Nov 07 2010
Pretransplant Screening: Recipient and Donor
Pretransplant latent infections or infectious exposures can lead to a reappraisal of transplant candidacy or, subsequently, alterations in standard post-transplant management. Preexisting infectious conditions in the donor or recipient may appear in the immediate postoperative period during induction immunosuppression, in the initial weeks post-transplant during treatment of rejection episodes, or in the later months post-transplant, depending on the overall net state of immunosuppressives. Incomplete immunizations in the recipient should be corrected prior to transplantation.
General Screening
From the perspective of infectious disease and their consequences, evaluation should include eliciting a history of antibiotic allergies, valvular repairs or replacements, a dental assessment, a preoperative urine culture, and a chest radiograph to exclude active pneumonic processes and identify evidence of prior granulomatous or infectious disorders. A purified protein derivative (tuberculin) skin test with appropriate controls should be applied; however, suboptimal reactivity of skin testing in renal failure patients may lead to false-negative results.

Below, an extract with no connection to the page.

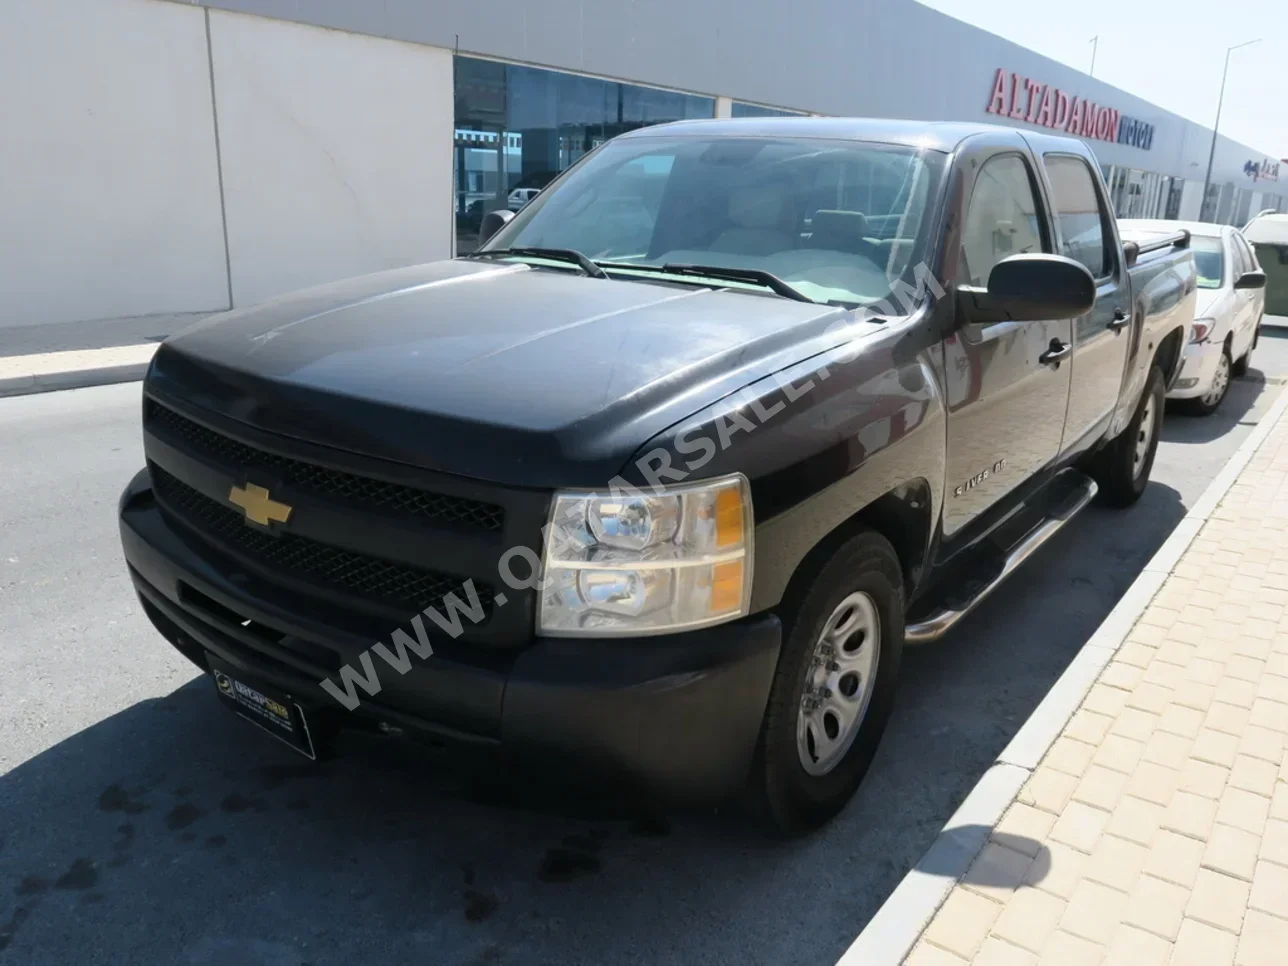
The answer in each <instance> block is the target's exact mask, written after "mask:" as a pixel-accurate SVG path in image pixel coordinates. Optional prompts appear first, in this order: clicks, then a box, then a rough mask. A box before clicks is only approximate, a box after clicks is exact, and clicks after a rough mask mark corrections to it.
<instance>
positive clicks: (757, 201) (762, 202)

Isoniazid (INH) prophylaxis may be indicated with an abnormal chest x-ray result representing old tuberculosis despite a negative skin test. Precise recommendations for dosage an duration of therapy should adhere to the Centers for Disease Control guidelines on INH prophylaxis. Additional preoperative assessment should include a history of sexually transmitted diseases such as syphilis, HSV infection, viral hepatitis, and HIV infection.
Immunizations
Pretransplant candidates lacking standard pediatric or adult immunizations, splenectomized patients, and renal failure patients may benefit from pretransplant vaccinations with influenza, pneumococcal, and hepatitis B, diphtheria-pertussis-tetanus, inactivated polio, and measles-mumps-rubella (MMR) vaccines. Suboptimal efficacy of vaccinations in patients with renal failure must be recognized due to the effects of uremia on the immune system, however. Live vaccines should be avoided in immunocompromised patients (e.g., a renal transplant candidate with an underlying condition requiring immunosuppresive medications) and in patients who have undergone solid organ transplantation. Of particular pretransplant concern are pediatric renal failure patients with incomplete primary immunizations of live viral vaccines such as MMR. The general recommendation of avoiding live, attenuated viral vaccines in allograft recipients precludes the completion of the immunization series, thereby exposing the child to the risk of measles. Consequently, pretransplant immunization offers the opportunity to prevent the post-transplantation risks of live, attenuated viral vaccines. In this respect, measles, MMR and varicella vaccines should, ideally, be administered several months before transplantation. Pretransplant vaccination with a live, attenuated CMV vaccine has been reported to result in a reduction in the severity of CMV disease and improved graft survival in seronegative recipients of a CMV-positive allograft, the group considered to be at highest risk for CMV disease. Administration of this vaccine, however, has not been implemented.